Calesian frowned a second, then said, “Oh. Somebody’s coming up behind him?”
“Somebody came up.”
“You think somebody’s going to try a takeover.”
Parker gestured a thumb toward Lozini’s office. “Isn’t that what that was all about?”
Calesian thought about it. “Maybe,” he said. “But who?”
“You know the territory better than I do.”
The elevator door slid back, showing an empty interior. Grinning at it, Calesian said, “That’s a smart boy.”
They stepped into the elevator, and started down.
Calesian said, “If you’re right, you know, that’s even more reason to ease up on Al a little. Don’t distract him while he’s trying to hold his business together.”
“This election you’ve got coming up,” Parker said. “I think maybe that’s the key. Come Wednesday, Lozini may not be around any more.”
Calesian looked troubled, but had nothing to say.
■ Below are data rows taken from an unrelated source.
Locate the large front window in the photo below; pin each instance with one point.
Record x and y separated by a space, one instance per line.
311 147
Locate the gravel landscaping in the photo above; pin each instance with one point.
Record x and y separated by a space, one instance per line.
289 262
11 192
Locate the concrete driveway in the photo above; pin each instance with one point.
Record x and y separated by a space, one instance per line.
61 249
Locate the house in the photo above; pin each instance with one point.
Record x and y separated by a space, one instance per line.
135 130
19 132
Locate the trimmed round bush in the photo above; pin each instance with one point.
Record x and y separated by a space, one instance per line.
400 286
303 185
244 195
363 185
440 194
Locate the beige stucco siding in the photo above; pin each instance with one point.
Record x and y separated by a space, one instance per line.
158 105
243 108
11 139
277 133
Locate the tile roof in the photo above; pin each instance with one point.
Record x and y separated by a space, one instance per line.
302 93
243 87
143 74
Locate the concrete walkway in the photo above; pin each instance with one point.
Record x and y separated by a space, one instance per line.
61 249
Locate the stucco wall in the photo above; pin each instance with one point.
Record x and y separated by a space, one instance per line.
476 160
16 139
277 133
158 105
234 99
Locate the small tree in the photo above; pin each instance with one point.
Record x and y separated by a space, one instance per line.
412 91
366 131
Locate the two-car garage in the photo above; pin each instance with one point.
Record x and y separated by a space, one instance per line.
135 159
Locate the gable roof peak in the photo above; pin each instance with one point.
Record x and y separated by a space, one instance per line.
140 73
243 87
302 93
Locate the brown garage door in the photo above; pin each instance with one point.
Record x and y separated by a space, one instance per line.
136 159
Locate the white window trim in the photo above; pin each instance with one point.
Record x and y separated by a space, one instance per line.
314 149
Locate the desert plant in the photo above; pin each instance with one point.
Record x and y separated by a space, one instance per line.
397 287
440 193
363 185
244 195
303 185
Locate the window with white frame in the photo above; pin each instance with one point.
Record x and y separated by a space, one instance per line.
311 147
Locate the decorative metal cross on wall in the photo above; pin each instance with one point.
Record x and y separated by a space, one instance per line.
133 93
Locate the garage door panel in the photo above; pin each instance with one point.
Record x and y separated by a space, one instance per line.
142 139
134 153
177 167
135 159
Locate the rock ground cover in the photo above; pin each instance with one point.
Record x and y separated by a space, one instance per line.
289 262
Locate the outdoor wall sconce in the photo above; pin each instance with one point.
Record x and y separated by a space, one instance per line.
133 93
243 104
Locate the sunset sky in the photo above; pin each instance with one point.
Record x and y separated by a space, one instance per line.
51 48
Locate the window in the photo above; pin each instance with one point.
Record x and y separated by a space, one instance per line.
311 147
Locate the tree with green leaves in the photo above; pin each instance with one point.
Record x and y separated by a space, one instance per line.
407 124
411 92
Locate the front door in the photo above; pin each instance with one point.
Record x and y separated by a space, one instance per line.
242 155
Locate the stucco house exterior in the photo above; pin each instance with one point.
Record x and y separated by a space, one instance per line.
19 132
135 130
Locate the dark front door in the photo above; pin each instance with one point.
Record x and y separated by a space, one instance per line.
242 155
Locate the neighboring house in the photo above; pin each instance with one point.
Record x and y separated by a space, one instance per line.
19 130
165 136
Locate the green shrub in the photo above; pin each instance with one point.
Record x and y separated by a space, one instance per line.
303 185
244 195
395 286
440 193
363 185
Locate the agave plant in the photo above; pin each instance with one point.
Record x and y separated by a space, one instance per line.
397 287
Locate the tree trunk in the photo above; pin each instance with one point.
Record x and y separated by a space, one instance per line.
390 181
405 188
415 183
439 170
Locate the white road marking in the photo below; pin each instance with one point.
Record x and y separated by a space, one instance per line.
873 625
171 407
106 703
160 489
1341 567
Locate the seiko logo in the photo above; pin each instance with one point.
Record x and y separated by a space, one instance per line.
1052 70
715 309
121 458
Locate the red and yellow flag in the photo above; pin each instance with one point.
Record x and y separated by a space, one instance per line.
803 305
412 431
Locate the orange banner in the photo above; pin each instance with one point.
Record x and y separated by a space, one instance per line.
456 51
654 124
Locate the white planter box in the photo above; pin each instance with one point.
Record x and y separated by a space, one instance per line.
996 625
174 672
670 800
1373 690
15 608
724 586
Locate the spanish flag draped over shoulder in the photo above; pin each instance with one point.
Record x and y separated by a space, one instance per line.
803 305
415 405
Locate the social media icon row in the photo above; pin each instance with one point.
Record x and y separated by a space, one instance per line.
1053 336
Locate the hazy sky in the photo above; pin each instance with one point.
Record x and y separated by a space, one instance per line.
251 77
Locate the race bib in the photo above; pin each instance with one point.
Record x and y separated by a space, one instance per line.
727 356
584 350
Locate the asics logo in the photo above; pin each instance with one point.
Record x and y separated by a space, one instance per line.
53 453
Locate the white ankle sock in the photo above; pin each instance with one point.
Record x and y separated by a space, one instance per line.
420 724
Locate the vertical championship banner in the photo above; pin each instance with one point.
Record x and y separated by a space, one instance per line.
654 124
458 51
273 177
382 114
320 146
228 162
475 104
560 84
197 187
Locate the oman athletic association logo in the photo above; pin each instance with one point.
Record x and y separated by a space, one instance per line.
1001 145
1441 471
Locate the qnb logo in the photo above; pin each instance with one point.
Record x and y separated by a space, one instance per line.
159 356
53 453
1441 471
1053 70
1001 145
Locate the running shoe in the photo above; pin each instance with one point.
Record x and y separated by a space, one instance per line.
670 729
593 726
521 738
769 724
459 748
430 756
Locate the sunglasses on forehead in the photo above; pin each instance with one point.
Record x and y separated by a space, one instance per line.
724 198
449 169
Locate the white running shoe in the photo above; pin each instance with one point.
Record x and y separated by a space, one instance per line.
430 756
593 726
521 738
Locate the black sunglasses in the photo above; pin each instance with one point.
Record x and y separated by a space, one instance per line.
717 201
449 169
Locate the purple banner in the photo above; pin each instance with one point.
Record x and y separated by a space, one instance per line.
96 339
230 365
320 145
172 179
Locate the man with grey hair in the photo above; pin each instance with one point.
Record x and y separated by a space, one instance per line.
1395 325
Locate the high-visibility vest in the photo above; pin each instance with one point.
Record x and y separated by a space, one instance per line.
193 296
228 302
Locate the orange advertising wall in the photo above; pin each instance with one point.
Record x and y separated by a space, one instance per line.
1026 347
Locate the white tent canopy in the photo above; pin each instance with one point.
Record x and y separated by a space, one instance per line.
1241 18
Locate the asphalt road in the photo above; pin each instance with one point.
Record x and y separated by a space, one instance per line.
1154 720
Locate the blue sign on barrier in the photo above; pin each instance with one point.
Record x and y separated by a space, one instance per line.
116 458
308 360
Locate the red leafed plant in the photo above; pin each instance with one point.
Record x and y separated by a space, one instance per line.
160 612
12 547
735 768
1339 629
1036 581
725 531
Parker said, “I wouldn’t want to start all over again with somebody new.”
Seventeen
The two men sat in the back seat of a darkened car on Brower Road, near the baseball field and the amusement park. It was four o’clock Sunday morning, six hours after the meeting in Lozini’s office had broken up, and it was almost pitch-dark. The stars were thin and aloof and far away, the thin crescent of moon was like a tiny rip in a black plastic bag showing the sugar inside. There were no houses out in this part of town, no traffic, nobody moving except the driver of the car, strolling back and forth a hundred feet down the road, kicking at stones he could barely see, while the two men in the car, dark faceless mounds to one another, talked things over.
“So Al knows what’s happening, does he?”
“Not yet. He knows something is happening, but he doesn’t know what.”
“The money?”
“You mean from Fun Island?”
“No, the money we’ve been skimming. Is he onto that?”
“No. He still believes it’s just that times are slow.”